Shane Claiborne, Typically Neo-Anabaptist

Once again we have been lulled out of our state of complacency by an act of horrific violence.  The methodically planned and orchestrated mass murder in Aurora, Colorado last week stands as a testimony to the fragility of life and human propensity to do evil.  But if we just looked at the statistics–12 dead and 58 wounded would normally never even make it out of local news.
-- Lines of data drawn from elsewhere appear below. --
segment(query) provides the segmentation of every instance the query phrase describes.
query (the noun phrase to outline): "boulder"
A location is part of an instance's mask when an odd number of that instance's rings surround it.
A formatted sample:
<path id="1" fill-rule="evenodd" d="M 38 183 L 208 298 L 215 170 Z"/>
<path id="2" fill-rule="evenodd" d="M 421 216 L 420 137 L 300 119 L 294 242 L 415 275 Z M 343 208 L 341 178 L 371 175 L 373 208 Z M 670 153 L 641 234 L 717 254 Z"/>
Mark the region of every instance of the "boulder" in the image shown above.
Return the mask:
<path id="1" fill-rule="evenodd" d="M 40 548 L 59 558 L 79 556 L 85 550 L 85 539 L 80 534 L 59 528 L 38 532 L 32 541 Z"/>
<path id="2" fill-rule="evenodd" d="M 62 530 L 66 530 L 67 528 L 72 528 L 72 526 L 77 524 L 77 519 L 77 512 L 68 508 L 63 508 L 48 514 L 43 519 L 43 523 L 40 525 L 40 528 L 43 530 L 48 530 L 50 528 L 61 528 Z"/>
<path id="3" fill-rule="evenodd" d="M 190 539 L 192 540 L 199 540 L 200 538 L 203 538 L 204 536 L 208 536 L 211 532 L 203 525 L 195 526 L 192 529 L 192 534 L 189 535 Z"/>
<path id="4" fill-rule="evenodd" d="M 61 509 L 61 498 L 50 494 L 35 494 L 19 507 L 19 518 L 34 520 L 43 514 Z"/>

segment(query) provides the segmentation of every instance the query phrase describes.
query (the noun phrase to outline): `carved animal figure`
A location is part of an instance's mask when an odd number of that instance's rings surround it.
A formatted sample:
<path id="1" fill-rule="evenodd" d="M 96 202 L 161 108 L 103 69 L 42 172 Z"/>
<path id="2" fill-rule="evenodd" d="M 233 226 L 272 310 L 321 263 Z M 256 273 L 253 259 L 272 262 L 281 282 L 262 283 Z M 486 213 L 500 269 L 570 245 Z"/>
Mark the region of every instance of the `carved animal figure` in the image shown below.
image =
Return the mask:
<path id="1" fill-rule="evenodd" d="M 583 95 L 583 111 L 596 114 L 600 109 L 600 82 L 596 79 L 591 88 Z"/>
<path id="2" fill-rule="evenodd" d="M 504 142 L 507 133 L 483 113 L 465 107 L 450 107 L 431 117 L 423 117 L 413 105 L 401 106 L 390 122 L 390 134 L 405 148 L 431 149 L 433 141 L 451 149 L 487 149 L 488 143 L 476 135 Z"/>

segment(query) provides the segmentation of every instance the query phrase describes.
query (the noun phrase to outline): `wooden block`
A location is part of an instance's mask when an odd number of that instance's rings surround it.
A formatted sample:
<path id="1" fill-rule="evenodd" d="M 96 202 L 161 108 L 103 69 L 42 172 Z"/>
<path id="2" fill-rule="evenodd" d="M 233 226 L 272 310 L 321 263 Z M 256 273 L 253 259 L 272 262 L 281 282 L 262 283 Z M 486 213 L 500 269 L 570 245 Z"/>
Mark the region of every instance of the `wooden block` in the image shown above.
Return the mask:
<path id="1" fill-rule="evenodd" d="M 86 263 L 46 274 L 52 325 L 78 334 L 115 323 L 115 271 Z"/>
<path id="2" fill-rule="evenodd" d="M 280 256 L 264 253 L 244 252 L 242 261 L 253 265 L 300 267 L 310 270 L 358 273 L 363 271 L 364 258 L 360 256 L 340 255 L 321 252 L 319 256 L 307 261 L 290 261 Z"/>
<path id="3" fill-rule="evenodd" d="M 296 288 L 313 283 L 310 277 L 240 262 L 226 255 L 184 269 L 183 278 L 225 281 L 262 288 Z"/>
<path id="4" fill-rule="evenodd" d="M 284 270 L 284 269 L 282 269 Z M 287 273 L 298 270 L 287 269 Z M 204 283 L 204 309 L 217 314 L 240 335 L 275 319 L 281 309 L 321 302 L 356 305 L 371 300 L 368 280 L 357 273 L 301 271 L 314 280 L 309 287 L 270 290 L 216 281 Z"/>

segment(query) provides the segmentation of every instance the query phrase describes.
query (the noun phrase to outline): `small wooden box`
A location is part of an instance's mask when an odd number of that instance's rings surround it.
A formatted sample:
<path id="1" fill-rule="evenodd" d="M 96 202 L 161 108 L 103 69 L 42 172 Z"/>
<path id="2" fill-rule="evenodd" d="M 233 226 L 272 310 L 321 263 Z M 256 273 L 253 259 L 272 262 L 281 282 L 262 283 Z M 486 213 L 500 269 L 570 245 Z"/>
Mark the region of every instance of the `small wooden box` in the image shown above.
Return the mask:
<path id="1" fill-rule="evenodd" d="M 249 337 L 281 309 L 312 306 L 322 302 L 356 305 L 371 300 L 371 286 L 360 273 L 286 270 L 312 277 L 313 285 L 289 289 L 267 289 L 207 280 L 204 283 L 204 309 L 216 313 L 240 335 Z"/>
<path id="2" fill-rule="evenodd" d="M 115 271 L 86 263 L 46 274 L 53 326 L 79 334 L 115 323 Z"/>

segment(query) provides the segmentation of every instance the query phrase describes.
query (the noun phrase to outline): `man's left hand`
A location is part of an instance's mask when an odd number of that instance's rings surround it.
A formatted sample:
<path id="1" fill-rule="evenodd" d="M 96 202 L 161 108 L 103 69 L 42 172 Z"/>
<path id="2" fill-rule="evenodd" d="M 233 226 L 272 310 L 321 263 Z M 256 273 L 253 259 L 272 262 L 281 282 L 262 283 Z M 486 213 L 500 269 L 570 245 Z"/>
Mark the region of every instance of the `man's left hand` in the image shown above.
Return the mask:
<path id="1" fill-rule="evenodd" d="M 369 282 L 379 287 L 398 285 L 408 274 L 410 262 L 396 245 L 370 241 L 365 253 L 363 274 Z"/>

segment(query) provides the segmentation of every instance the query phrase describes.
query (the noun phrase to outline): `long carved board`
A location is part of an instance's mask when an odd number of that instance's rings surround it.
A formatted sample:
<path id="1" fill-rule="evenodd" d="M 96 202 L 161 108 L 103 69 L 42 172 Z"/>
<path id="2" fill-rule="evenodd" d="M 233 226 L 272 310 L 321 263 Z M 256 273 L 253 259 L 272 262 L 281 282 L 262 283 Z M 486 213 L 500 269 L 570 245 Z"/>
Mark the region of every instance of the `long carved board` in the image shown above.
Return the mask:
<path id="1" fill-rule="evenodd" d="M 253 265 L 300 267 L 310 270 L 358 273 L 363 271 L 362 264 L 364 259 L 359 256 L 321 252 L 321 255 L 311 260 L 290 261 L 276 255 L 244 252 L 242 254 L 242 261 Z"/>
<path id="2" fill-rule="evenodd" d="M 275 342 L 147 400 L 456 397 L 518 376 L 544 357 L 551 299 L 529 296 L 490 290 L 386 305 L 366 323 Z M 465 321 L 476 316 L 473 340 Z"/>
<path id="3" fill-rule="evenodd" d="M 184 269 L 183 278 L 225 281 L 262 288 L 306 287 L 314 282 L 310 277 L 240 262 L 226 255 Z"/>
In Chicago there were 27 murders in the first 18 days of July.  A bombing in the Middle East needs to clear a death toll of 50 before it hits the news in the US.  Hundreds need to be massacred in Syria before it rolls across the bottom of your favorite news channel.  There is no doubt in anyone’s mind that we live in a violent world.  But are all acts of violence evil?

In a recent article titled, The Myth of Redemptive Violence, Shane Claiborne states, “Perhaps it is also time that we declare that violence is evil, everywhere — period.” For Shane and other neo-anabaptists, violence has only one face.  It is that of James Holmes, who opens fire on unsuspecting moviegoers, or Timothy McVeigh, “who committed the worst act of domestic terror in U.S. history, [and who] said that he learned to kill in the first Gulf war.” But if there is not such things as redemptive violence and all violence is evil what manner of justice can be applied to Holmes and McVeigh?